指を曲げるのは、浅指屈筋と深指屈筋の作用で、浅指屈筋はPIP屈曲作用、深指屈筋はPDP屈曲作用がある。ただしPIPやDIPの動きは律動的腱 固定とよばれ、ヒトが意識しなくても素早い動きが可能であって、このれがピアノやギターの素早い指の動きを可能にしている。この浅指屈筋と深指屈筋は、バネ指を起こす原因筋として知られている。

2)バネ指の重症度分類

第1期  安静
MP関節の手掌側に痛みや圧痛があり、指の運動時痛がある。バネ現象はなく関節の動きも正常。日常生活にほとんど支障がない。このまま自然治癒することもある。治療は安静。
  
第2期 腱鞘内への注射(局所にステロイド+局所麻酔剤)で9割に効果あり。

①バネ現象陽性
指が一定の角度に達すると、自動運動が障害され、これを自動的・他動的に強制屈曲させる時には、弾撥性に屈曲するかろうじて指は屈伸できるが、曲げた指がスムースに伸びない現象。

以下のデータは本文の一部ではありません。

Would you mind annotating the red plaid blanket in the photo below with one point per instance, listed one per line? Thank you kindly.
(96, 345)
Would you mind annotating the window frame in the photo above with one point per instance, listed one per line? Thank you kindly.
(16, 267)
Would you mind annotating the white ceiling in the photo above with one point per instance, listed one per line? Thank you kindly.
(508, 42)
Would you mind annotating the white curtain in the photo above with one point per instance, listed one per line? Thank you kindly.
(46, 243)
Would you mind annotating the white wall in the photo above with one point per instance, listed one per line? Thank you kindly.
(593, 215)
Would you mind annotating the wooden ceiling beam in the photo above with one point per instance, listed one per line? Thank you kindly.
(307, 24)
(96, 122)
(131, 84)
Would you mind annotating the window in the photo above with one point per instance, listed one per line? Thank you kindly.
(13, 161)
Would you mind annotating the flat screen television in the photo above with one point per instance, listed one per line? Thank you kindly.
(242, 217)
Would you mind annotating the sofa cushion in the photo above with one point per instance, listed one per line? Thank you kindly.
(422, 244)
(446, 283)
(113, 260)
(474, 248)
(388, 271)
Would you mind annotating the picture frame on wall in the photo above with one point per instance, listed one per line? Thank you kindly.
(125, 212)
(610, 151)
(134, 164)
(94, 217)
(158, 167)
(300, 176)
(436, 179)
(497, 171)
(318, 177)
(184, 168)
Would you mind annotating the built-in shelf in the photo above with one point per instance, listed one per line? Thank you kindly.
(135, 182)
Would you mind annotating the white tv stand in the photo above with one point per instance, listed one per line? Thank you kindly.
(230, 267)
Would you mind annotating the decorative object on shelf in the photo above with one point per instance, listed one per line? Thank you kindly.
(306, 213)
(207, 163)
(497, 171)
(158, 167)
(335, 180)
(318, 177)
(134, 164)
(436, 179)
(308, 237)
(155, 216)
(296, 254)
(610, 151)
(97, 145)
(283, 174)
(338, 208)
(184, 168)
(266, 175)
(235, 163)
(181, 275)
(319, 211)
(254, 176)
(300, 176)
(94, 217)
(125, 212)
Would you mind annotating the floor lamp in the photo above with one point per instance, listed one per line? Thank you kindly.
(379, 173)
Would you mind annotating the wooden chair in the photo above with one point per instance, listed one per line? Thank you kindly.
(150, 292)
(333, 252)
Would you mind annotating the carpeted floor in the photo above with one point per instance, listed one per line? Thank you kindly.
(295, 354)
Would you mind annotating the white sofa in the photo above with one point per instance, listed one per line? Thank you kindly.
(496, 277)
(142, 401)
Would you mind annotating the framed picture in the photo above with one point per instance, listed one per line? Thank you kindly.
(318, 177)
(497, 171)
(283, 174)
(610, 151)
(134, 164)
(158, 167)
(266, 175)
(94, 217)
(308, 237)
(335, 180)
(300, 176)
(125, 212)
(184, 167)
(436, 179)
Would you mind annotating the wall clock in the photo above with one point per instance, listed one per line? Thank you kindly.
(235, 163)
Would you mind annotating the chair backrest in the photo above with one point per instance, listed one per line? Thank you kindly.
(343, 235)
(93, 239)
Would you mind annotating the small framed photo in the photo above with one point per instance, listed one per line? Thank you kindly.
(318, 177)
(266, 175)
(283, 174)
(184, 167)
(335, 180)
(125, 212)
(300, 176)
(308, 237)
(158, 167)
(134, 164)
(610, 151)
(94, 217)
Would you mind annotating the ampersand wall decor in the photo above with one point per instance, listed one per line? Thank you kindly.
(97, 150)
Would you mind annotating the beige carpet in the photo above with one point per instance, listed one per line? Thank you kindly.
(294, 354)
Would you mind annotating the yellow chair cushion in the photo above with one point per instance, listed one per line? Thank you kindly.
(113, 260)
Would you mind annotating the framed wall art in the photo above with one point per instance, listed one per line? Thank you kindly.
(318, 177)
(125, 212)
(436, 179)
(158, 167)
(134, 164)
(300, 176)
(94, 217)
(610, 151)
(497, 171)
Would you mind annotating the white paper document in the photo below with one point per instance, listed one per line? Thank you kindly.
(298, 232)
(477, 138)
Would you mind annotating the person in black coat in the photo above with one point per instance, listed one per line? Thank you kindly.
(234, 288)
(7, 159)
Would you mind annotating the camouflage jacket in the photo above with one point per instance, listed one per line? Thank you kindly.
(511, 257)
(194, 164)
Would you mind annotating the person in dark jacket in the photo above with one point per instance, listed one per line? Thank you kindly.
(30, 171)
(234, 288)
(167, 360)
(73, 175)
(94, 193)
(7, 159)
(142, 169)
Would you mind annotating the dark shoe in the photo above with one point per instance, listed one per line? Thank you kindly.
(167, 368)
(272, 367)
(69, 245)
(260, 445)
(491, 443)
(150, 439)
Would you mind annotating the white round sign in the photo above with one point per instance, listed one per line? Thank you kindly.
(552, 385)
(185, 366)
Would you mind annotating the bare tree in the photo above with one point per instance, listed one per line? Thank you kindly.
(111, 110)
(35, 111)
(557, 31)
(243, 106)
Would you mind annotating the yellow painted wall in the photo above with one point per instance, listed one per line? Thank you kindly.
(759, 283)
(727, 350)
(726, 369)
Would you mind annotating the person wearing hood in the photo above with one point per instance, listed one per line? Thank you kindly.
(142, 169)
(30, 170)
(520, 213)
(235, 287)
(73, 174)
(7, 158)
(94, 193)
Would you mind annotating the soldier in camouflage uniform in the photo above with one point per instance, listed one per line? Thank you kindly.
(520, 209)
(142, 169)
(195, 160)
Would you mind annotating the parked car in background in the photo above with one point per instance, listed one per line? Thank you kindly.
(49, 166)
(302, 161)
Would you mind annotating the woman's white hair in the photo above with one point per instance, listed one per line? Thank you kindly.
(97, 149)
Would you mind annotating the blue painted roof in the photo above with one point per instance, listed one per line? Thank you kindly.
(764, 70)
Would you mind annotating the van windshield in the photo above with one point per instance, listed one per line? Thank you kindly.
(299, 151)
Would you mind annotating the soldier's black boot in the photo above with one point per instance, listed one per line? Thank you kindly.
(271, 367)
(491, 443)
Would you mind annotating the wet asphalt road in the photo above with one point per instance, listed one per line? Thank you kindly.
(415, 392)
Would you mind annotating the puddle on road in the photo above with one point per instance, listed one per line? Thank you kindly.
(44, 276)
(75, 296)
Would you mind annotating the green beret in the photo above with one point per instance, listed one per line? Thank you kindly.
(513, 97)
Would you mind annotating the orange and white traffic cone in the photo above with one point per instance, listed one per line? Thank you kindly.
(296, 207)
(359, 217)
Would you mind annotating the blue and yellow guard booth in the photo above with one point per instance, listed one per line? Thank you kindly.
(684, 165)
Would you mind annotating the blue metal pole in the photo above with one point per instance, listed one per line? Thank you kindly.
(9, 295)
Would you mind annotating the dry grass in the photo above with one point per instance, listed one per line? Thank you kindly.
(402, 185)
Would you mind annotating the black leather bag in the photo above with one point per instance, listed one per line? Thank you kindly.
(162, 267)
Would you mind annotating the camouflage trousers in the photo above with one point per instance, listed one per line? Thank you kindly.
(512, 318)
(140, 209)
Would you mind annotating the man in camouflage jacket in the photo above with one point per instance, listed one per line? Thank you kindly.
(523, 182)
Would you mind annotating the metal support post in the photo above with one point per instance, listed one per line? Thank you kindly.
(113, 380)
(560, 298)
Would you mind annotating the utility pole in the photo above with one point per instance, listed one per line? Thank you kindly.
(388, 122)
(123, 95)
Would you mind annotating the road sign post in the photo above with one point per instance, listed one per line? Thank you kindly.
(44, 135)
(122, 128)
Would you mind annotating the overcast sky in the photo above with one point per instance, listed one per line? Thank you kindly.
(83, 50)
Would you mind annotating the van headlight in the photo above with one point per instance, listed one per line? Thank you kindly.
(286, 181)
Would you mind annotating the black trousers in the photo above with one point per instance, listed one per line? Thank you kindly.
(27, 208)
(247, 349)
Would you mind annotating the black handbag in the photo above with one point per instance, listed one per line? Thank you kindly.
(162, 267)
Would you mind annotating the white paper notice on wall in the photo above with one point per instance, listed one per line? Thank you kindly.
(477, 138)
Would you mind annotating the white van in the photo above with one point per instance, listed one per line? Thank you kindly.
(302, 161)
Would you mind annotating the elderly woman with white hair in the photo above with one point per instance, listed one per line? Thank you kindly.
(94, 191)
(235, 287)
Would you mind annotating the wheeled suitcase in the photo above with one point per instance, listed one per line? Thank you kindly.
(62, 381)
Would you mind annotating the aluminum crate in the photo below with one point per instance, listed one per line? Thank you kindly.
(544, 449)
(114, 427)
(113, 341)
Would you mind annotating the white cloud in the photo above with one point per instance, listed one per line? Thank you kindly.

重度バネ指でなければ、無理に伸展させると、轢音を発し、完全伸展可能。
   
② モーニングアタック出現

夜間就寝中に、無意識に指を屈曲するせいか起床後に指を再伸展させる際に強く痛む。
→これに対して、夜間は指の添え木固定するとよい。
    
③ MP関節掌側部の圧痛・運動痛。腫瘤を触知

  

第3期 輪状靱帯の開放手術。

指の屈伸が全く出来ず、自力では指を動かせない状態で、非常に支障をきたす。 


3)筆者の第2~第5指バネ指の針灸治療(再録)   

MP関節屈曲は虫様筋、PIP関節屈曲は浅指屈筋、DIP関節屈曲は深指屈筋が作用する。第2~第5指のバネ指は、浅・深指屈筋腱にできた結節が、両腱共通の輪状靱帯を通過できない結果である。もし浅・深指屈筋が弛緩・伸張した状態では結節が腱鞘に入らなくても指伸展が可能となる筈だと考え、心経の霊道(神門の上方1.5寸)の上1寸あたりを刺入点とし、浅指屈筋または深刺屈筋中に至る斜刺を行う。
置針した状態で、母指を除く4指の屈伸運動といった運動針を行わせる。 

※母指バネ指の治療は、列缺上方1寸ほどのところから、長母指屈筋に向けて斜刺。母指屈伸の運動針を実施。